The same sentiment of conjugal affection which had cost Dr.Lloyd his fortune kept him silent as to the cause of the loss.
It was reserved for his executors to discover the treachery of the brother-in-law whom he, poor man, would have generously screened from additional disgrace. The Mayor of L----, a wealthy and public-spirited merchant, purchased the museum, which Dr.Lloyd's passion for natural history had induced him to form; and the sum thus obtained, together with that raised by subscription, sufficed not only to discharge all debts due by the deceased, but to insure to the orphans the benefits of an education that might fit at least the boys to enter fairly armed into that game, more of skill than of chance, in which Fortune is really so little blinded that we see, in each turn of her wheel, wealth and its honours pass away from the lax fingers of ignorance and sloth, to the resolute grasp of labour and knowledge.
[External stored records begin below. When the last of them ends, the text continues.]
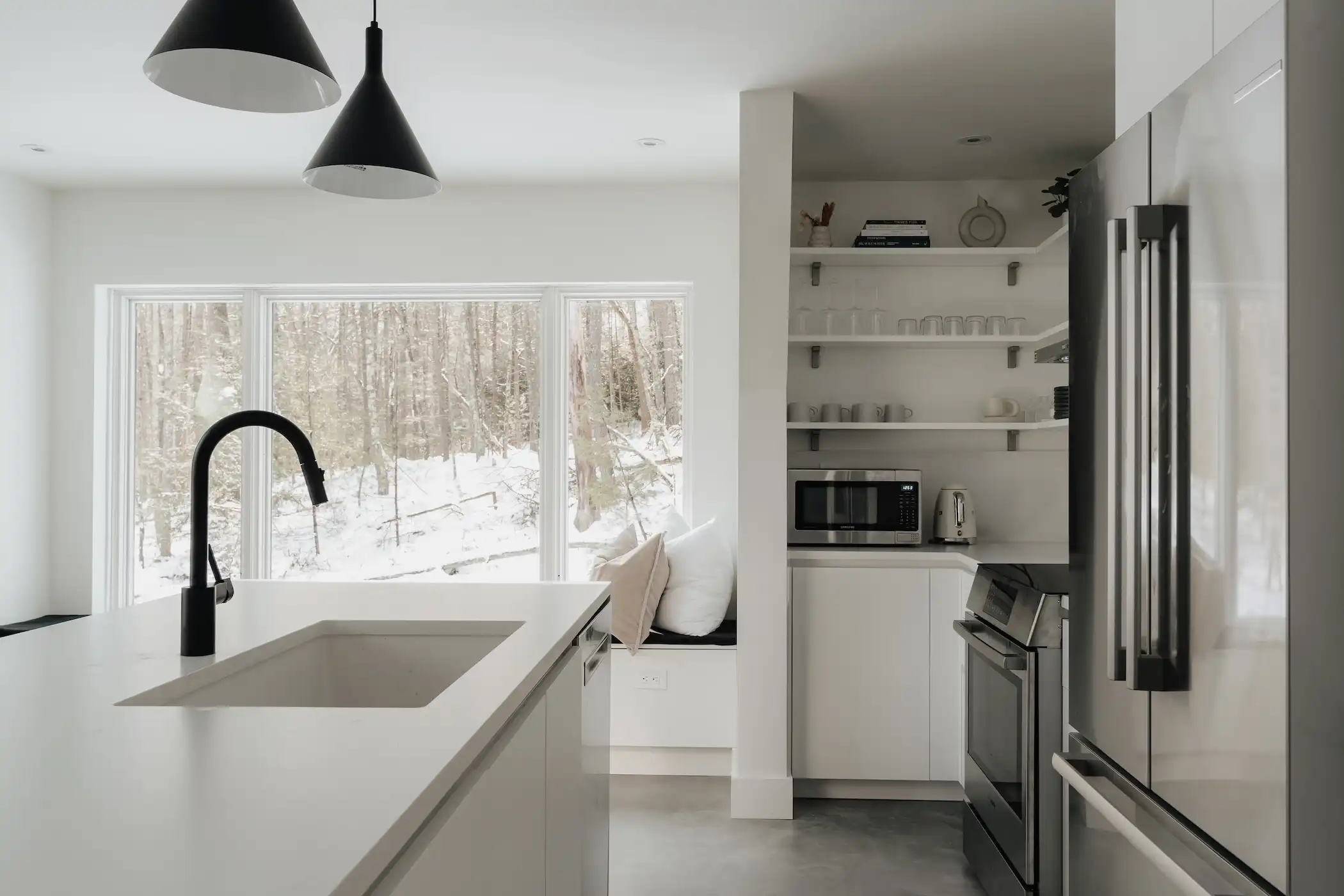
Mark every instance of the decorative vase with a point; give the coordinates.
(988, 212)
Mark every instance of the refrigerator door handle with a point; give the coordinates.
(1135, 430)
(1160, 623)
(1116, 246)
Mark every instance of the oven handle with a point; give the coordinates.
(986, 649)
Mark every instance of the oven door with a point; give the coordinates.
(1002, 742)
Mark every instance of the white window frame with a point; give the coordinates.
(113, 512)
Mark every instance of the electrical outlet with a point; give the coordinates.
(655, 680)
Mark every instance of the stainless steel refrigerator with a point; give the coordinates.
(1206, 672)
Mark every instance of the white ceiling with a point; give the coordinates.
(558, 90)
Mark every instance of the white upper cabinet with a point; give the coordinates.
(1160, 44)
(1234, 17)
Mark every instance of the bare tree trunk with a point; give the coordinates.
(640, 376)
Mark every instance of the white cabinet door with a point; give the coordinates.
(565, 783)
(861, 673)
(490, 837)
(947, 685)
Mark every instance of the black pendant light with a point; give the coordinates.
(371, 150)
(256, 56)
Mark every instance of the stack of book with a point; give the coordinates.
(894, 234)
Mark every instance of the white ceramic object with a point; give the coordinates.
(983, 211)
(800, 413)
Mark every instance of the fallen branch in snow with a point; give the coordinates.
(643, 457)
(504, 555)
(451, 506)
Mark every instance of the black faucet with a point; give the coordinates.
(198, 598)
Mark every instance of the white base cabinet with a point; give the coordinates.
(861, 673)
(522, 822)
(878, 675)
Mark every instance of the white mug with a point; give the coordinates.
(1002, 408)
(832, 413)
(867, 413)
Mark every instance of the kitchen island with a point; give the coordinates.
(331, 799)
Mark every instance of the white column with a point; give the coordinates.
(761, 783)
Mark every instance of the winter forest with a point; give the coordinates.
(426, 417)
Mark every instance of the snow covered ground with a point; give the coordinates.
(451, 528)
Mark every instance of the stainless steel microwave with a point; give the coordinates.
(855, 507)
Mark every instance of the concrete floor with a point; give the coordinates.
(674, 837)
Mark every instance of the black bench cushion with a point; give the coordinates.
(726, 636)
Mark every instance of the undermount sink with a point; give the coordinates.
(339, 664)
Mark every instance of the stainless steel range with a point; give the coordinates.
(1012, 826)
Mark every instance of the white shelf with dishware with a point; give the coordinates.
(1011, 426)
(1049, 340)
(1053, 252)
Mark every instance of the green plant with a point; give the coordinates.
(827, 210)
(1058, 191)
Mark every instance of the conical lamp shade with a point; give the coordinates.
(371, 150)
(256, 56)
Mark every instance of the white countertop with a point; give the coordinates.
(248, 801)
(956, 557)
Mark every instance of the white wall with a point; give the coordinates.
(1160, 44)
(762, 786)
(24, 265)
(464, 236)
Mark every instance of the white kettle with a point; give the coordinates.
(955, 518)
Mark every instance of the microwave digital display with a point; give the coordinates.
(856, 507)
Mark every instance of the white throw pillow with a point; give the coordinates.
(700, 582)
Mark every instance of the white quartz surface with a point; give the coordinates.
(257, 801)
(959, 557)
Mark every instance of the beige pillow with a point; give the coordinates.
(625, 541)
(637, 580)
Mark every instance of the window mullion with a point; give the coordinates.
(257, 388)
(554, 463)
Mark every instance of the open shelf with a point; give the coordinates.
(924, 342)
(1053, 252)
(983, 428)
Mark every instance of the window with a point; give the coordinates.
(625, 382)
(486, 433)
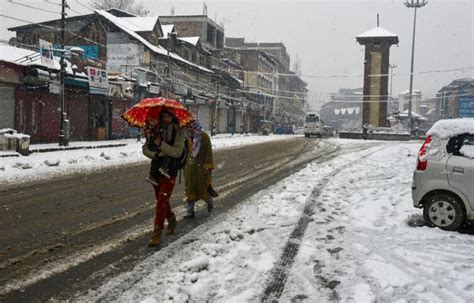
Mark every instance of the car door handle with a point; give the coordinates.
(458, 170)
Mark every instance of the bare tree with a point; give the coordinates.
(130, 6)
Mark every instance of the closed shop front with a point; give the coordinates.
(7, 106)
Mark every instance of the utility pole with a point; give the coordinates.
(413, 4)
(62, 75)
(216, 111)
(392, 67)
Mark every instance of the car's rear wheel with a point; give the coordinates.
(444, 211)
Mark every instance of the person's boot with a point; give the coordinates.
(210, 204)
(172, 223)
(155, 237)
(190, 211)
(212, 192)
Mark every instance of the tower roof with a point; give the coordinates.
(377, 35)
(377, 32)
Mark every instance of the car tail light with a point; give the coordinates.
(422, 162)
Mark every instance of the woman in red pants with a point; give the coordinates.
(171, 148)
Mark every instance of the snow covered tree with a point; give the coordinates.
(130, 6)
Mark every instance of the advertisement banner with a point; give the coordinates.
(98, 82)
(466, 103)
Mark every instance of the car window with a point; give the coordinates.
(456, 143)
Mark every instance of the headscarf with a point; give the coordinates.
(195, 130)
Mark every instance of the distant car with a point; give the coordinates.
(312, 125)
(443, 181)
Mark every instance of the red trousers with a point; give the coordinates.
(163, 194)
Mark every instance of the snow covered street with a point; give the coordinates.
(336, 230)
(15, 170)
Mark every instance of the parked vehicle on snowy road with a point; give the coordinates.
(443, 181)
(312, 125)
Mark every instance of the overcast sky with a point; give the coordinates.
(322, 34)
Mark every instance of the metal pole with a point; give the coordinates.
(410, 92)
(392, 66)
(61, 75)
(216, 112)
(413, 4)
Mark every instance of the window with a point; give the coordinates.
(456, 143)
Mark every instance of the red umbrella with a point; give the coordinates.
(137, 114)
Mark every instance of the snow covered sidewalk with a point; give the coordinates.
(40, 166)
(357, 246)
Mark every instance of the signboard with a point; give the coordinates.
(123, 55)
(154, 89)
(54, 87)
(98, 83)
(46, 50)
(466, 103)
(90, 51)
(180, 89)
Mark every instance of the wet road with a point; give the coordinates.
(63, 236)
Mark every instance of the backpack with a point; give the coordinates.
(181, 161)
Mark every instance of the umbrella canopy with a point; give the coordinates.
(136, 116)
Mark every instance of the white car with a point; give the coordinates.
(443, 181)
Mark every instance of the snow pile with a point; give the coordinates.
(364, 246)
(47, 165)
(451, 127)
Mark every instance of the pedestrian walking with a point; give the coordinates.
(365, 130)
(198, 169)
(169, 149)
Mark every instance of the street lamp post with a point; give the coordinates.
(413, 4)
(62, 72)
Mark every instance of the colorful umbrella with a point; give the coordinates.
(137, 114)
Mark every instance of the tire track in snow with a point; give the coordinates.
(279, 273)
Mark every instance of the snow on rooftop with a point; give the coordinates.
(191, 40)
(451, 127)
(167, 29)
(14, 54)
(125, 26)
(28, 57)
(140, 24)
(377, 32)
(406, 92)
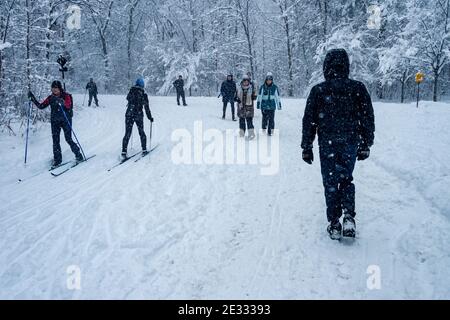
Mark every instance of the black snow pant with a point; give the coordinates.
(338, 162)
(57, 125)
(93, 96)
(130, 120)
(268, 120)
(182, 95)
(246, 121)
(225, 104)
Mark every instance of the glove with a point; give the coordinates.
(363, 152)
(31, 96)
(308, 156)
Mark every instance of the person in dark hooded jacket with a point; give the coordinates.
(61, 105)
(137, 101)
(228, 91)
(340, 112)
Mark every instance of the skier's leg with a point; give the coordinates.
(264, 121)
(56, 131)
(225, 103)
(271, 121)
(128, 130)
(140, 125)
(68, 136)
(242, 126)
(330, 183)
(233, 111)
(250, 124)
(345, 167)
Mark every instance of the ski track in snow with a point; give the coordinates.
(156, 230)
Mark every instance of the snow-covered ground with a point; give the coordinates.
(157, 230)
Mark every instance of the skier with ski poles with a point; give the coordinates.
(228, 91)
(179, 87)
(91, 87)
(137, 101)
(246, 108)
(61, 104)
(340, 112)
(269, 102)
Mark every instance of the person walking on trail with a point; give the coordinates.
(228, 91)
(61, 104)
(268, 102)
(179, 87)
(246, 108)
(340, 112)
(91, 87)
(137, 102)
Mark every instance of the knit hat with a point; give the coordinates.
(57, 84)
(140, 83)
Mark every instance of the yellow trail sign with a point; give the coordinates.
(420, 77)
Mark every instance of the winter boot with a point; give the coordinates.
(335, 230)
(251, 134)
(349, 226)
(56, 164)
(79, 158)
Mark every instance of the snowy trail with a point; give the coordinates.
(157, 230)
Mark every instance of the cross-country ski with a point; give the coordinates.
(235, 150)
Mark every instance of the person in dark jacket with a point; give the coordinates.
(228, 91)
(61, 105)
(340, 112)
(137, 101)
(91, 87)
(179, 87)
(246, 108)
(269, 102)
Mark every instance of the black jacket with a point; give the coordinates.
(179, 85)
(92, 87)
(228, 91)
(137, 101)
(339, 109)
(59, 106)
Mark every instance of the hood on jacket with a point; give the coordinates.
(336, 64)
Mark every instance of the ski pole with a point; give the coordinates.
(151, 133)
(71, 129)
(84, 99)
(28, 130)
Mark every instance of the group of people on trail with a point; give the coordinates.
(179, 87)
(61, 104)
(267, 100)
(339, 111)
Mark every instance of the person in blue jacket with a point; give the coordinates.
(269, 101)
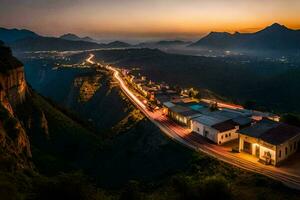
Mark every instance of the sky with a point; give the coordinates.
(151, 19)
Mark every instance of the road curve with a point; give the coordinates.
(196, 142)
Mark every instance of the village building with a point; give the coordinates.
(216, 130)
(219, 126)
(271, 142)
(182, 115)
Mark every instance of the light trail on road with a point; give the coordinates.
(89, 59)
(196, 142)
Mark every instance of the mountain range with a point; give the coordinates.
(274, 37)
(73, 37)
(25, 40)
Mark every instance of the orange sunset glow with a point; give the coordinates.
(156, 18)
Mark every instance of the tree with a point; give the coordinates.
(131, 191)
(216, 187)
(291, 119)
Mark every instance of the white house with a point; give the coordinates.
(271, 142)
(216, 130)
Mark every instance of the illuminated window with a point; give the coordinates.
(279, 154)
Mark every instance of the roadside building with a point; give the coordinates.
(215, 129)
(166, 106)
(271, 142)
(182, 115)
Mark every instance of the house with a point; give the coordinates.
(270, 141)
(215, 129)
(219, 126)
(182, 115)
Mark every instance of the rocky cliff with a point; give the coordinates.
(14, 142)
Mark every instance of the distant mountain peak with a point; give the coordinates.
(276, 27)
(69, 36)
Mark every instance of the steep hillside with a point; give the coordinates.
(15, 145)
(273, 38)
(246, 78)
(10, 35)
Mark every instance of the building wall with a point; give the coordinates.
(213, 134)
(178, 118)
(227, 136)
(262, 147)
(205, 131)
(286, 149)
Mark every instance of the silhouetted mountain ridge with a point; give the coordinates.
(73, 37)
(274, 37)
(10, 35)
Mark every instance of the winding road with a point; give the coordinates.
(200, 144)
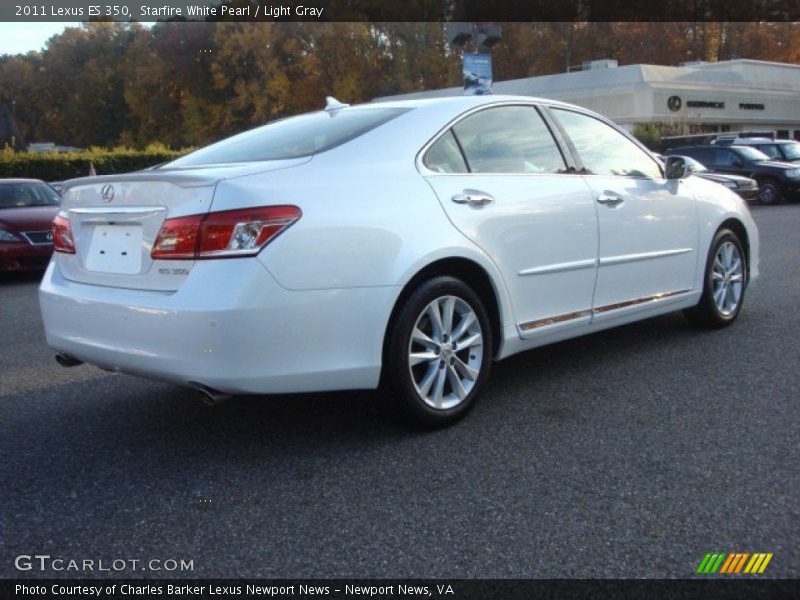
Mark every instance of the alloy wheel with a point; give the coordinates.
(445, 352)
(727, 276)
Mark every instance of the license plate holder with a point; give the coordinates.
(115, 249)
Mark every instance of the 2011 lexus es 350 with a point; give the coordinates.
(402, 244)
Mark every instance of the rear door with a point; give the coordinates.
(504, 183)
(648, 225)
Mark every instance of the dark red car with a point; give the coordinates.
(27, 210)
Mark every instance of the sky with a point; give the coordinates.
(18, 38)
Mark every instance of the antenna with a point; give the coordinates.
(332, 104)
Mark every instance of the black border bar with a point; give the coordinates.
(456, 589)
(405, 10)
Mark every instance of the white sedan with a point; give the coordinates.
(405, 245)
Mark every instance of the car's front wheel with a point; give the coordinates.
(438, 352)
(724, 284)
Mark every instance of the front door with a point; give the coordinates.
(504, 183)
(648, 226)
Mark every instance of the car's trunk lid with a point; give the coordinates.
(115, 220)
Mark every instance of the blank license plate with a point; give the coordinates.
(115, 249)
Meanwhile a relation in a distant county undertook the charge of the orphans; they disappeared from the scene, and the tides of life in a commercial community soon flowed over the place which the dead man had occupied in the thoughts of his bustling townsfolk. One person at L----, and only one, appeared to share and inherit the rancour with which the poor physician had denounced me on his death-bed. It was a gentleman named Vigors, distantly related to the deceased, and who had been, in point of station, the most eminent of Dr.Lloyd's partisans in the controversy with myself, a man of no great scholastic acquirements, but of respectable abilities.